Justin Kripps Inducted into BC Sports Hall Of Fame

One of Canada’s most decorated bobsleigh athletes has made it into the BC Sports Hall of Fame.

Justin Kripps spent a lot of time with the national bobsleigh team. He is the first and only Canadian to date that has won Olympic medals in both the two and four-man bobsleigh events. The two medals came in Pyeongchang, in 2018, where he won gold in the two man event, and in 2022 he and the rest of Canada’s four-man bobsleigh team won bronze in Beijing.

https://x.com/BCSportsHall/status/2044495472715583955?s=20

Outside of medaling, he has represented Canada at multiple Olympic games. He was at Vancouver in 2010, Sochi in 2014, Pyeongchang in 2018, and Beijing in 2022. He has also competed at the IBSF World Cup Tour, winning two Large Crystal Globes and eight runner-up Crystal Globes, due to him finishing second and third in the tour four times each.

During the IBSF World Cup, he won a total of 44 medals from tour events. This includes seven gold, fourteen silver, and twenty-three bronze medals. He also won five career IBSF world championship medals. Two silver medals, one in 2017 in Konigssee and one in 2019 in Whistler, and three bronze medals, 2012 in Lake Placid, 2015 in Winterberg and 2019 in Whistler.

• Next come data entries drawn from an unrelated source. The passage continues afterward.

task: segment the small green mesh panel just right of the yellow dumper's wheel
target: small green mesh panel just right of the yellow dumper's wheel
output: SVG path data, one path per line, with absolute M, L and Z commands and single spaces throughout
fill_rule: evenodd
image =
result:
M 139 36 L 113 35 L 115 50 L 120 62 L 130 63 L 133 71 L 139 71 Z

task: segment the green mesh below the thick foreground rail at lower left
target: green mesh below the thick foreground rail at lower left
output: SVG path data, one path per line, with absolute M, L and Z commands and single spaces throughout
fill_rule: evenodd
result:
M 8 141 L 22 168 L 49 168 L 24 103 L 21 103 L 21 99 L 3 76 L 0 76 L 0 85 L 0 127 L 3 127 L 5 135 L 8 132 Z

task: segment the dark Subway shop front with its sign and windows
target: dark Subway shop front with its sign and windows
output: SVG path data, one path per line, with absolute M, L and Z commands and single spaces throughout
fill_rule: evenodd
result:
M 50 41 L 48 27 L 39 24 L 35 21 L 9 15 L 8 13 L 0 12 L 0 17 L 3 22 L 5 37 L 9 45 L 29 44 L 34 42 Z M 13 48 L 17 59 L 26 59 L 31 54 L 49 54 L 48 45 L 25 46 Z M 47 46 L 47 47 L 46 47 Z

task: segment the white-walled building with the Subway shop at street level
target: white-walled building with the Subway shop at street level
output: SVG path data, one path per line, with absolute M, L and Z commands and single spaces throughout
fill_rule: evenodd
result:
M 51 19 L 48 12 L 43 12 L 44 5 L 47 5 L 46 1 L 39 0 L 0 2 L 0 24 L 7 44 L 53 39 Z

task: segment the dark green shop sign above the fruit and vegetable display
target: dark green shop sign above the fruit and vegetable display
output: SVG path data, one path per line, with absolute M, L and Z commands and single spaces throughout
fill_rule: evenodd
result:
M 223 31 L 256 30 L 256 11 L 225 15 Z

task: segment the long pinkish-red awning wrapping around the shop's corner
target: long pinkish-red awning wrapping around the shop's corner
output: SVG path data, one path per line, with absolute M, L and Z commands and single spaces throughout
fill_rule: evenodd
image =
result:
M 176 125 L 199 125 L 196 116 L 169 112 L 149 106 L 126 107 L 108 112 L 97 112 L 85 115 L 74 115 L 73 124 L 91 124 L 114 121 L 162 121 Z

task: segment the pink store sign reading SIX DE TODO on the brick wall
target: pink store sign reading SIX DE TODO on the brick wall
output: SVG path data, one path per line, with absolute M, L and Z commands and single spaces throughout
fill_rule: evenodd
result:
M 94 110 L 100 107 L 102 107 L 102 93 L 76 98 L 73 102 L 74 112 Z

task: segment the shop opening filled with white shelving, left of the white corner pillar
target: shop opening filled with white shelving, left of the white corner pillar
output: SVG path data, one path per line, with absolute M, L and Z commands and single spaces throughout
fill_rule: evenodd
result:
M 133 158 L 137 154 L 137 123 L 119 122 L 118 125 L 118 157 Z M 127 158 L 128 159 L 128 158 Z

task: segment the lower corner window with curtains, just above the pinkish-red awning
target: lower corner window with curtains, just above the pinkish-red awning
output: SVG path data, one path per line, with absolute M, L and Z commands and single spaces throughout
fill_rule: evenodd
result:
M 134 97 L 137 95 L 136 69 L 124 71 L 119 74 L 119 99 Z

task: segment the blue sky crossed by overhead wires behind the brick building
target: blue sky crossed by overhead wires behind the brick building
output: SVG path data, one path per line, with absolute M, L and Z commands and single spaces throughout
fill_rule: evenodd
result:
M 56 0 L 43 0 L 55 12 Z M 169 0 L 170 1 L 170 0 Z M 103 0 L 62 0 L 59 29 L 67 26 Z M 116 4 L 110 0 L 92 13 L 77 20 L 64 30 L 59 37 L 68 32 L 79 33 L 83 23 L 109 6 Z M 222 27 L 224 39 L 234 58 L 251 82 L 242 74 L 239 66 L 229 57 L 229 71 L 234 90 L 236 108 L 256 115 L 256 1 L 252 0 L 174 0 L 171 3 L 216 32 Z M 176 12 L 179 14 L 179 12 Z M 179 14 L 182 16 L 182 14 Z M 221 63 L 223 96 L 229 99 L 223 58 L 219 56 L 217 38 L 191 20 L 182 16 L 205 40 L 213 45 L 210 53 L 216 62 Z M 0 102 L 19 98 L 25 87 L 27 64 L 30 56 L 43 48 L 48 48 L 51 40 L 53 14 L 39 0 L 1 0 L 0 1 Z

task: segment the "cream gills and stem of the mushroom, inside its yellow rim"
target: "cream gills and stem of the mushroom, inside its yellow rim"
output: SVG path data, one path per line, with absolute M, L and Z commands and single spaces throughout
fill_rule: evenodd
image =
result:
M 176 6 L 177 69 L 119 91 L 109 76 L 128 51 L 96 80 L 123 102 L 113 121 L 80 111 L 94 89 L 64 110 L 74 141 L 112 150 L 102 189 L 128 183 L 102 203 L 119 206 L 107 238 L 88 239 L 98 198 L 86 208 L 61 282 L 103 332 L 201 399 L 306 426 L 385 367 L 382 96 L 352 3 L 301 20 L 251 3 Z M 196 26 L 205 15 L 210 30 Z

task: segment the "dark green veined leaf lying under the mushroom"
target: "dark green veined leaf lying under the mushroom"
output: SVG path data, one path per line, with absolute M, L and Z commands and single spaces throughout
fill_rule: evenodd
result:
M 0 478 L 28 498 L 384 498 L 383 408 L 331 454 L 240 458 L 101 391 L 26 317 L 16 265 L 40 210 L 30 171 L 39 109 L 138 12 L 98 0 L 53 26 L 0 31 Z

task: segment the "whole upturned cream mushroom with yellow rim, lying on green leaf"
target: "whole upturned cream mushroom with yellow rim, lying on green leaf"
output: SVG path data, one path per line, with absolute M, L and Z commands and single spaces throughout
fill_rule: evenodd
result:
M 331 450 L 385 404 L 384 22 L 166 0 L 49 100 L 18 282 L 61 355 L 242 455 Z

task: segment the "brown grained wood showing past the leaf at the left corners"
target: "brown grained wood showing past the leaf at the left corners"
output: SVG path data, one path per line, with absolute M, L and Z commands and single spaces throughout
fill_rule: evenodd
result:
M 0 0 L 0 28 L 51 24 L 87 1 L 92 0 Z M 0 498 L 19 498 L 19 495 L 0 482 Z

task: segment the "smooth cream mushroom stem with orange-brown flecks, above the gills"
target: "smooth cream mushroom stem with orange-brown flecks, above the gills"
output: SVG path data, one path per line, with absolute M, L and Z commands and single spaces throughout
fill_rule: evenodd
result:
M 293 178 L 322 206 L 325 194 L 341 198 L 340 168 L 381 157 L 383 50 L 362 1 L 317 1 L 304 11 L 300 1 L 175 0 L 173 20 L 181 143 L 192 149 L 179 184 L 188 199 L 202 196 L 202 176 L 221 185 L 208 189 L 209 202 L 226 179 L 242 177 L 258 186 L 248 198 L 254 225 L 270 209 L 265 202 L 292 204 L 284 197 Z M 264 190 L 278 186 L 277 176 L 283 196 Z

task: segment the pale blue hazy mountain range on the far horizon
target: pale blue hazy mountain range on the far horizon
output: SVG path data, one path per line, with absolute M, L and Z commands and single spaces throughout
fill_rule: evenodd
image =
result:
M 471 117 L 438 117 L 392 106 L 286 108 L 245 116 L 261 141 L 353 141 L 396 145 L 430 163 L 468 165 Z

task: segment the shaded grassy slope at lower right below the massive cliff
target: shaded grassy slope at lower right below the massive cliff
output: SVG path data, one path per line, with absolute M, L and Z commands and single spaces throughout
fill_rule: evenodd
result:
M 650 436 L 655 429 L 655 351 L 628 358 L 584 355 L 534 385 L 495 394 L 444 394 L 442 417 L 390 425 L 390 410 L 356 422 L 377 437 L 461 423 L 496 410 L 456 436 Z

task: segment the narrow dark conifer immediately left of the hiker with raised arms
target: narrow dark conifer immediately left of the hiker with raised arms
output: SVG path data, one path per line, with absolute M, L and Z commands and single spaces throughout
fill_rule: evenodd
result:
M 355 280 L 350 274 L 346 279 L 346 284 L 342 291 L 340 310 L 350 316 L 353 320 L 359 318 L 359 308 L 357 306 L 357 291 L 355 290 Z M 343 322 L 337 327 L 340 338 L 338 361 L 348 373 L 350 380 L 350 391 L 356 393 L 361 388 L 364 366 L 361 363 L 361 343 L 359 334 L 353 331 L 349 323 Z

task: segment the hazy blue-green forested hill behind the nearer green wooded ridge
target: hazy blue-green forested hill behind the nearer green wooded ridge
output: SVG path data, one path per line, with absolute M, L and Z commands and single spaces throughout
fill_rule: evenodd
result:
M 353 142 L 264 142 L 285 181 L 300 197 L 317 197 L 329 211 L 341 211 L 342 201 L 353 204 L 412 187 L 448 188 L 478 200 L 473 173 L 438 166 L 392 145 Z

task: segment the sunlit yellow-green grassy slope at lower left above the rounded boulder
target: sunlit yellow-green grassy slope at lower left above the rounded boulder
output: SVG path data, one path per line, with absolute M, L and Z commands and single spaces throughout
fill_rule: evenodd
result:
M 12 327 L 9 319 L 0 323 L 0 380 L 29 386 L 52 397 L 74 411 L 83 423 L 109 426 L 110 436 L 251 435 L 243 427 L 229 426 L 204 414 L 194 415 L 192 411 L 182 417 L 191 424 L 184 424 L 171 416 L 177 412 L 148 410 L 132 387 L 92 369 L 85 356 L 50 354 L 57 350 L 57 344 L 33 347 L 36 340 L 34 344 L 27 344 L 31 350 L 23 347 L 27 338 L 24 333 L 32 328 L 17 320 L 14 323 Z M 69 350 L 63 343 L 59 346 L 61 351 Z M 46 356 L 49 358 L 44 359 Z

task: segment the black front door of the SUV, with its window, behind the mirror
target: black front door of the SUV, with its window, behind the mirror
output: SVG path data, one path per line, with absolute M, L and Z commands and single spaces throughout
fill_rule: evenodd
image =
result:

After retiring, he hasn’t stepped away from the sport either. At the highest level, he was most recently in Milano-Cortina for the 2026 Olympic Games as a coach for Canada’s bobsleigh team.

The interesting part is that Justin was not born in Canada, instead he was born in Na’alehu, Hawaii. He moved to Canada at a young age, moving to Summerland in the Okanagan. From there he joined the athletics team at Simon Fraser University, where he competed in the 4×100 relay, with teammates Neal Hurtubise, Rob Drapala, and Brett Roinson.

With that team he won All-American honors, and a school record at the 2005 NAIA Outdoor Track and Field Championships. After his career in athletics, he decided to give bobsleigh a chance, due to it feeling like a mix of track and field, and race car driving.

Though later in his career he would be known as a driver, he initially started as a breakman. It wasn’t until after the 2010 Olympics in Vancouver that he decided to switch to driver, and since then, the rest is history.

You can expect to see Justin inducted into the BC Sports Hall Of Fame later this year in the fall, with the rest of the 2026 class.